6. Mme C… D…, ayant le grade d’adjoint technique territorial, exerce son activité au sein de la régie facturation et service des eaux de la commune de Scionzier. Le 25 novembre 2025, elle a demandé au maire de sa commune une mise en disponibilité pour convenances personnelles, d’une durée d’un mois, afin de se porter candidate aux élections municipales. Par une décision du 23 janvier 2026, remise à l’intéressée le 26, le maire de Scionzier a rejeté sa demande. Mme D… demande au juge des référés de suspendre cette décision.

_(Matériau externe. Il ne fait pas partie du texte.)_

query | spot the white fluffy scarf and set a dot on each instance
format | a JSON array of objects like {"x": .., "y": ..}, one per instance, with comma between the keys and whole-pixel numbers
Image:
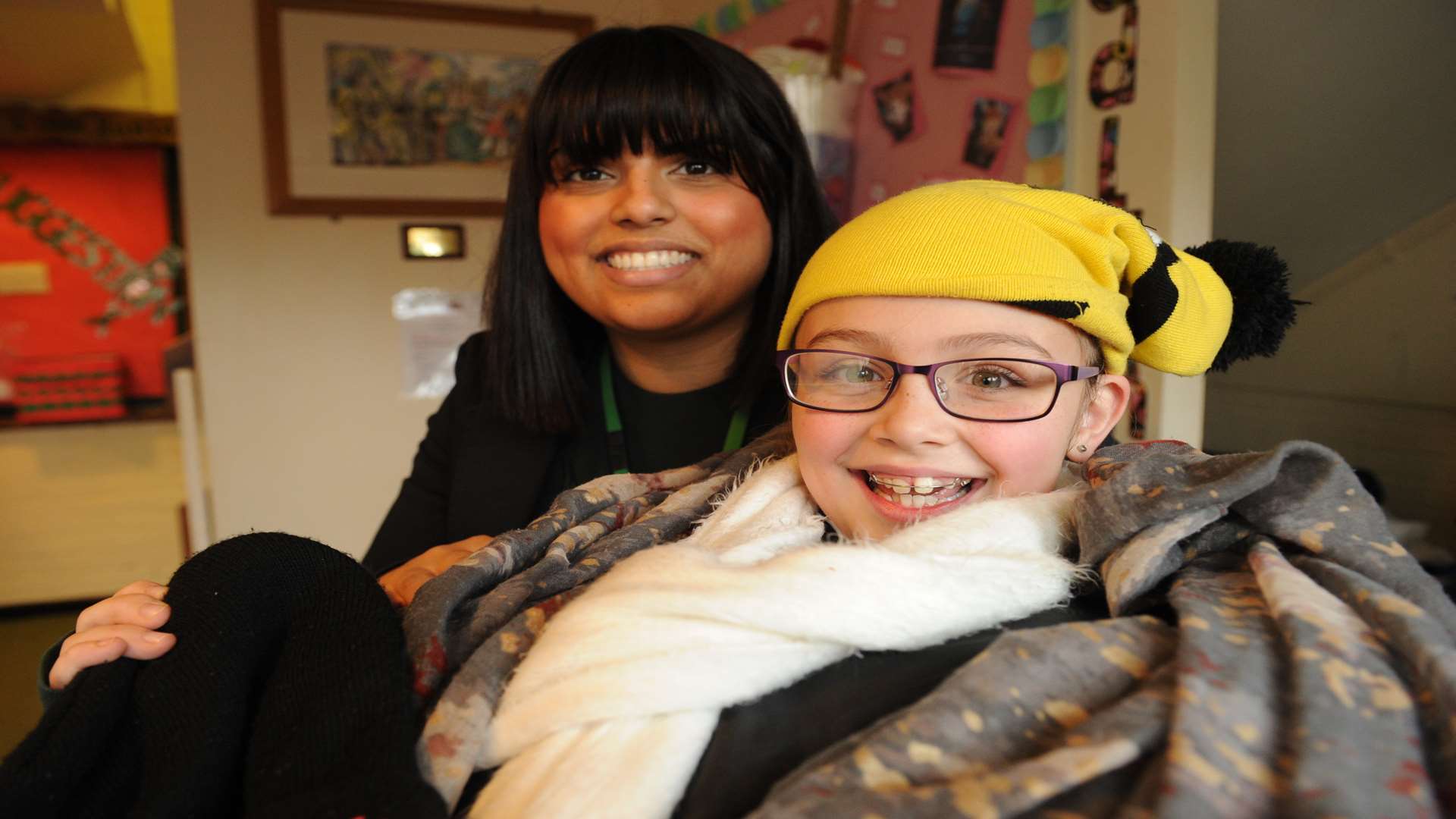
[{"x": 612, "y": 708}]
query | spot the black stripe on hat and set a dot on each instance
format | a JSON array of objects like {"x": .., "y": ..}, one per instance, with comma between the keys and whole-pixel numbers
[
  {"x": 1153, "y": 297},
  {"x": 1055, "y": 308}
]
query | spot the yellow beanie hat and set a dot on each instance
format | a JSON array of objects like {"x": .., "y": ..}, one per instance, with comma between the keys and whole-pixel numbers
[{"x": 1049, "y": 251}]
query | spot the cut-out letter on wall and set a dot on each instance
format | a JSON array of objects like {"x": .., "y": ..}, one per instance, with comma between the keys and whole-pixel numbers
[{"x": 1114, "y": 66}]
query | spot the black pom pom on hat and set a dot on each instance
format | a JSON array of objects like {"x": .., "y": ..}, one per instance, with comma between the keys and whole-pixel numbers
[{"x": 1263, "y": 311}]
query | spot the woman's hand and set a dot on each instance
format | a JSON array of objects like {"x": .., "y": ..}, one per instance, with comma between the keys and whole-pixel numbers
[
  {"x": 121, "y": 626},
  {"x": 402, "y": 582}
]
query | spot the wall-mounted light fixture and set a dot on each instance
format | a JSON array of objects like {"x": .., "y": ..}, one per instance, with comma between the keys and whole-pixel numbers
[{"x": 433, "y": 241}]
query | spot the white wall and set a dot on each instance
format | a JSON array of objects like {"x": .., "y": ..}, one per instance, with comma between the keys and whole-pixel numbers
[
  {"x": 297, "y": 354},
  {"x": 88, "y": 509}
]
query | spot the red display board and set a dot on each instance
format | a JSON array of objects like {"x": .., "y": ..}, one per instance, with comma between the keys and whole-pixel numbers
[{"x": 98, "y": 221}]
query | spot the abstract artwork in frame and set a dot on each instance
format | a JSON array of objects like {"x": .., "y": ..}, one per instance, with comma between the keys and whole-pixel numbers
[{"x": 394, "y": 108}]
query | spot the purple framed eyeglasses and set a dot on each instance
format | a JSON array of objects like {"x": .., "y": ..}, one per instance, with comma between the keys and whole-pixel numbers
[{"x": 976, "y": 390}]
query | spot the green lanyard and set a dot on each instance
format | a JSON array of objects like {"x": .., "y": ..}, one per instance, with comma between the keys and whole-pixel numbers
[{"x": 617, "y": 442}]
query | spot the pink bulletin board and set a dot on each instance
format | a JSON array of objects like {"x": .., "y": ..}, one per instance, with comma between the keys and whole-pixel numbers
[
  {"x": 890, "y": 37},
  {"x": 98, "y": 221}
]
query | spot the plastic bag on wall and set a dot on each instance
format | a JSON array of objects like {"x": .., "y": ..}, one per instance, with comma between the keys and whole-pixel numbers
[
  {"x": 824, "y": 108},
  {"x": 433, "y": 325}
]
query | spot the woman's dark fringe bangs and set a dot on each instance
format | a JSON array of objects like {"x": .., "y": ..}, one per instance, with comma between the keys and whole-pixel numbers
[
  {"x": 615, "y": 93},
  {"x": 610, "y": 102}
]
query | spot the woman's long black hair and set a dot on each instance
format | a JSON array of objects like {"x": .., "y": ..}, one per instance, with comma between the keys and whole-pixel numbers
[{"x": 688, "y": 95}]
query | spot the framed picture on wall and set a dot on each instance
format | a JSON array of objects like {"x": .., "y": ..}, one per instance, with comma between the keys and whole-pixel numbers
[{"x": 395, "y": 108}]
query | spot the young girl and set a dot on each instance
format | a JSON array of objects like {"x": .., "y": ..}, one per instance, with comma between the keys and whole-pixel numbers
[{"x": 948, "y": 353}]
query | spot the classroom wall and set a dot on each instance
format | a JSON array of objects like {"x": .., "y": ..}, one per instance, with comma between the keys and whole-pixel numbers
[
  {"x": 1366, "y": 372},
  {"x": 299, "y": 359},
  {"x": 88, "y": 509},
  {"x": 1337, "y": 153}
]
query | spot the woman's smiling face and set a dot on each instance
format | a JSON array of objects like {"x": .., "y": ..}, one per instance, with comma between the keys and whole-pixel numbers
[
  {"x": 654, "y": 245},
  {"x": 852, "y": 461}
]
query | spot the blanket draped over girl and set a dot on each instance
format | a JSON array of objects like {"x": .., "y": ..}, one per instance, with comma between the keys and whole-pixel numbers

7. Toutefois, Mme C… D…, qui a toujours la faculté de démissionner, ne justifie pas d’une atteinte grave à sa liberté de se présenter à une fonction élective causée par le refus du maire de Scionzier de lui accorder une disponibilité pour convenances personnelles. Elle ne justifie pas davantage d’une urgence particulière rendant nécessaire l’intervention dans les quarante-huit heures d’une mesure destinée à la sauvegarde d’une liberté fondamentale. Au surplus, alors que la commune justifie de contraintes, constitutives de nécessités de service, qui l’empêchent de faire droit à cette demande, Mme D… n’établit pas, en l’état, que la décision du 23 janvier 2026 serait entachée d’une illégalité manifeste. Si elle indique que Mme B… A… pourrait la remplacer sur la période, il ressort, toutefois, des pièces du dossier que cette dernière est également chargée du service des restaurants scolaires. Dans ces circonstances, la continuité du service des eaux de la commune n’apparaît pas assurée.
8. Il en résulte que la requête présentée par Mme C… D… doit être rejetée en toutes ses conclusions.
9. Il n’y a pas lieu, dans les circonstances de l’espèce, de mettre à la charge de Mme D… la somme réclamée par la commune de Scionzier en application des dispositions de l’article L. 761-1 du code de justice administrative.
O R D O N N E
Article 1er : La requête présentée par Mme C… D… est rejetée.
Article 2 : Les conclusions présentées par la commune de Scionzier en application de l’article L. 761-1 du code de justice administrative sont rejetées.
Article 3: La présente ordonnance sera notifiée à Mme C… D… et à la commune de Scionzier.
Fait à Grenoble, le 6 février 2026.
Le juge des référés,
C.Vial-Pailler
La République mande et ordonne à la préfète de la Haute Savoie en ce qui la concerne ou à tous commissaires de justice à ce requis en ce qui concerne les voies de droit commun contre les parties privées, de pourvoir à l’exécution de la présente décision.